I have to admit, I've never run a pet class, so I've never read the whole skill (There's a lot in there!). Just glanced over the relevant area for whatever the player is trying to do. That would have helped, since the Oracle's CHA check would have been better than an untrained Profession check, even with the +2 from Breadth of Experience.

Ok, sorry for the derail. Back to Alabastrine.

Dark Archive 4/5 5/5 ****

Muser wrote:

My Suli had:

Bluff +10
Diplomacy +12
Sense Motive +10
And 1 rank each(with no Int mod) in various Knowledge skills

Basically, what he did was ask around with his outrageous American accent and failed to understand anything discoverywise but aced influences just by taking ten.

FIFY

But, your SM+10 should have been pretty great! As well as the skills.

Sovereign Court 2/5 RPG Superstar 2009 Top 32

Ferious Thune wrote:
There are very few points in the game where you need to be playing a certain character because there's only one way of doing things. Scenarios mandating an oddball skill check are one of those ways.
I've only run into that situation once, and I'm not even sure the GM ran it correctly.
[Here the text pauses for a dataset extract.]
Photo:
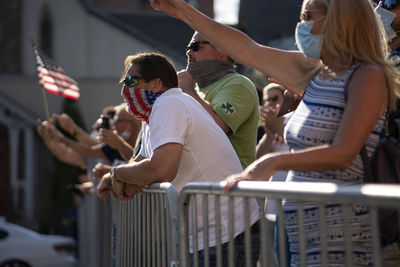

I find that almost always, when the players claim "there's only one way we could do it", then either there ARE alternatives but they haven't considered them, or the GM is overlooking something :)

Shadow Lodge 4/5

Jack Brown wrote:
Muser wrote:

My Suli had:

Bluff +10
Diplomacy +12
Sense Motive +10
And 1 rank each(with no Int mod) in various Knowledge skills

Basically, what he did was ask around with his outrageous American accent and failed to understand anything discoverywise but aced influences just by taking ten.

FIFY

No, see, he was acting like a fool aka fooling or arseing around.